Unos Juegos Olímpicos son mucho más que forcejeo de músculos, marcas y banderas. Aunque muchos la ciñen a una pasarela implacable de cierta selección natural de las especies deportivas —a lo Darwin—, la universal cita exhala las contradictorias grandezas del hombre. Quizá es la única arena global donde todos miden sus fuerzas no por el poder, las riquezas y las rapiñas, sino por doblegar, en tiempo y espacio, las rígidas leyes de la Naturaleza, para así dignificar la supremacía que fijó para siempre el Homo Sapiens.
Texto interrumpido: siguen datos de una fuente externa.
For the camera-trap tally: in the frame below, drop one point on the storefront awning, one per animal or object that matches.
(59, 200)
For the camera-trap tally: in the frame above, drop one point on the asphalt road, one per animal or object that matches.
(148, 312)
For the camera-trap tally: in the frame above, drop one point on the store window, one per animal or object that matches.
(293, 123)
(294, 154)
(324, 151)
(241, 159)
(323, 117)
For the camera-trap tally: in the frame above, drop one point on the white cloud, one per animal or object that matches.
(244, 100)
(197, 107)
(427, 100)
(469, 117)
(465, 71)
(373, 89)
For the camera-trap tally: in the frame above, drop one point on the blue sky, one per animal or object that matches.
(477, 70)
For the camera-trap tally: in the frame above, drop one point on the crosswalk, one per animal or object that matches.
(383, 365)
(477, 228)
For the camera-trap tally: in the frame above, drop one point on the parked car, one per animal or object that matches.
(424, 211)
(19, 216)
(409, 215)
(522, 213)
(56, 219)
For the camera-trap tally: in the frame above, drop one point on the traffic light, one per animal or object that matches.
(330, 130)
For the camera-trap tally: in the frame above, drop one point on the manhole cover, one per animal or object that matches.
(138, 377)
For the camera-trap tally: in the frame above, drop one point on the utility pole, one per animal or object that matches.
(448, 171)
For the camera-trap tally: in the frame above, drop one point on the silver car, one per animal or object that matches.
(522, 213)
A más de los intereses creados y mercadotecnias que inevitablemente mueven hilos en unos Juegos Olímpicos, uno debe mirar más hacia lo alto, para bendecir el hecho de que tantos millones de personas, más allá de Beijing, hayan podido en este mundo seguir esas lides, y saltar de alegría o conmoverse ante tantas muestras de voluntad y persistencia. El honor y la dignidad existen, a pesar de todo.
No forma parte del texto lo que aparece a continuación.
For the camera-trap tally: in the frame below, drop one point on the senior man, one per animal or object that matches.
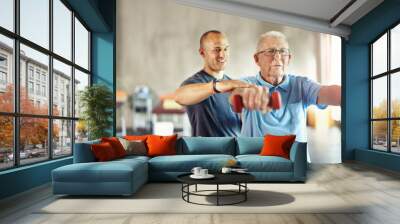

Como un camaleón, el telespectador asume la piel de cada atleta, primero el de su bandera y al final cualquier otro, venga de donde venga. Al final, ríes y lloras con el competidor, y te estremeces: en cada victoria por sobre los límites de la Física, de los condicionamientos biológicos y la ciencia toda, cualquier pobre mortal siente que saltó más alto en la plenitud de vivir.
Solo así puede uno explicarse la admiración por los récords, las ocho medallas áureas de Michael Phelps, la confianza en el fulminante Dayron Robles, con o sin rival. Uno siente que nada es imposible cuando el etíope Kenenisa Bekele, en la soledad del corredor de fondo con su escuálida armazón tercermundista, no se detiene con el oro en los 10 000 metros y agoniza en los 5 000 para pasearse triunfalmente por partida doble en el Nido de Pájaro, como un emblema de la resistencia humana.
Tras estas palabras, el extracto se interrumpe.